Library preparation and sequencing
Genomic DNA was extracted with the QIAgen Blood Maxi Kit following the manufacturer’s instructions with up to 1.25×108 cells per column. DNA was eluted in EB and not AE to avoid subsequence PCR inhibition. The domain sequences were amplified by PCR with primers containing Illumina adapters as extensions (Table S3). A test PCR was performed using 5 μg of genomic DNA in a 50 μl (half-size) reaction to verify if the PCR conditions would result in a visible band at the expected size for each sample. Then, 12 – 24× 100 μl reactions were set up on ice (in a clean PCR hood to avoid amplifying contaminating DNA), with the number of reactions depending on the amount of genomic DNA available in each experiment. 10 μg of genomic DNA, 0.5 μl of each 100 μM primer, and 50 μl of NEBnext 2x Master Mix (NEB) was used in each reaction. The thermocycling protocol was to preheat the thermocycler to 98°C, then add samples for 3 minutes at 98°C, then 32x cycles of 98°C for 10 seconds, 63°C for 30 seconds, 72°C for 30 seconds, and then a final step of 72°C for 2 minutes. All subsequent steps were performed outside the PCR hood. The PCR reactions were pooled and ≥140 μl were run on at least three lanes of a 2% TBE gel alongside a 100-bp ladder for at least one hour, the library band around 395 bp was cut out, and DNA was purified using the QIAquick Gel Extraction kit (QIAgen) with a 30 ul elution into non-stick tubes (Ambion). A confirmatory gel was run to verify that small products were removed. These libraries were then quantified with a Qubit HS kit (Thermo Fisher), pooled with 15% PhiX control (Illumina), and sequenced on an Illumina NextSeq with a High output kit using a single end forward read (266 or 300 cycles) and 8 cycle index reads.
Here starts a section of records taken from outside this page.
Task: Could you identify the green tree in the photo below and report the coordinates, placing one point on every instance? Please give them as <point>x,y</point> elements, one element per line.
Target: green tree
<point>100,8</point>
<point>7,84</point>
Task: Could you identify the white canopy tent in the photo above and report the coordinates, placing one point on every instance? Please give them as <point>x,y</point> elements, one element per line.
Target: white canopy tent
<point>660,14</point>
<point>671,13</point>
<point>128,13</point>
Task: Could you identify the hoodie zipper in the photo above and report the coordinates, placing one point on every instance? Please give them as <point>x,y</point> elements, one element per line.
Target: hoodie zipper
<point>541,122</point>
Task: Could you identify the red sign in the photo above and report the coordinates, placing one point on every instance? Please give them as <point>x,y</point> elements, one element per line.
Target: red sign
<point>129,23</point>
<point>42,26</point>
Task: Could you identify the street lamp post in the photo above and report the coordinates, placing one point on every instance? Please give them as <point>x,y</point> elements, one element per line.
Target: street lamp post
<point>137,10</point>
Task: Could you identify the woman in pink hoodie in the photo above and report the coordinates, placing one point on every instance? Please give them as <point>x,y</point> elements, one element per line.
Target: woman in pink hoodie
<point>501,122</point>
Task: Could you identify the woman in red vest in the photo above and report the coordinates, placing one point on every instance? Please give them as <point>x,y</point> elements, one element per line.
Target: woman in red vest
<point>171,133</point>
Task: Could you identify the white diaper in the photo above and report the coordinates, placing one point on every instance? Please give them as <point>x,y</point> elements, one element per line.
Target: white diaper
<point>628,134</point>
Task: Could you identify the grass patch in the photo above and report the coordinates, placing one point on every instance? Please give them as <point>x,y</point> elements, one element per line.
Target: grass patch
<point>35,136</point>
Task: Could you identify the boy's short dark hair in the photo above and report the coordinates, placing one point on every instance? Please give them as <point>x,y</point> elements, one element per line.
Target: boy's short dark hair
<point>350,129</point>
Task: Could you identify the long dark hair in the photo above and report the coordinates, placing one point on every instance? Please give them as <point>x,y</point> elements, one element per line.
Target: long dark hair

Domain sequencing analysis
Sequencing reads were demultiplexed using bcl2fastq (Illumina). A Bowtie reference was generated using the designed library sequences with the script ‘makeIndices.py’ and reads were aligned with 0 mismatch allowance using the script ‘makeCounts.py’. The enrichments for each domain between OFF and ON (or FLAGhigh and FLAGlow) samples were computed using the script ‘makeRhos.py’. Domains with <5 reads in both samples for a given replicate were dropped from that replicate (assigned 0 counts), whereas domains with <5 reads in one sample would have those reads adjusted to 5 in order to avoid the inflation of enrichment values from low depth. For all of the nuclear domain screens, domains with ≤ 5 counts in both replicates of a given condition were filtered out of downstream analysis. For the nuclear domain expression screen, well-expressed domains were those with a log2(FLAGhigh:FLAGlow) ≥ 1 standard deviation above the median of the random controls. For the nuclear Pfam domain repressor screen, hits were domains with log2(OFF:ON) ≥ 2 standard deviations above the mean of the poorly expressed domains. For the nuclear domain activator screen, hits were domains with log2(OFF:ON) ≤ 2 standard deviations below the mean of the poorly expressed domains. For the silencer tiling screen, tiles with ≤20 counts in both replicates of a given condition were filtered out and hits were tiles with log2(OFF:ON) ≥ 2 standard deviations above the mean of the random and DMD tiling controls.
Gene ontology analysis
Gene ontology analysis enrichments were computed using the PantherDB web tool (www.pantherdb.org). The background sets were all proteins containing domains that were well-expressed and measured in the experiment after count filters were applied. P-values for statistical significance were calculated using Fisher’s exact test, the False Discovery Rate (FDR) was computed, and only the most significant results, all with FDR<10%, were shown.
Western blot
K562 reporter cells were transduced with a lentiviral vector containing an rTetR-3XFLAG-effector-T2A-mCherry-BSD and then selected with blasticidin (10 μg/mL) until >80% of the cells were mCherry positive. 5–10 million cells were lysed in lysis buffer (1% Triton X-100, 150mM NaCl, 50mM Tris pH 7.5, Protease inhibitor cocktail). Protein amounts were quantified using the Pierce BCA Protein Assay kit (Bio-Rad). Equal amounts were loaded onto a gel and transferred to a PVDF membrane. Membrane was probed using FLAG M2 monoclonal antibody (1:1000, mouse, Sigma-Aldrich, F1804) and Histone 3 antibody (1:1000, mouse, Abcam, AB1791) as primary antibodies. Goat anti-mouse IRDye 680 RD and goat anti-rabbit IRDye 800CW (1:20,000 dilution, LI-COR Biosciences, cat nos. 926–68070 and 926–32211, respectively) were used as secondary antibodies. Blots were imaged on a LiCor Odyssey CLx. Band intensities were quantified using ImageJ (Rueden et al., 2017).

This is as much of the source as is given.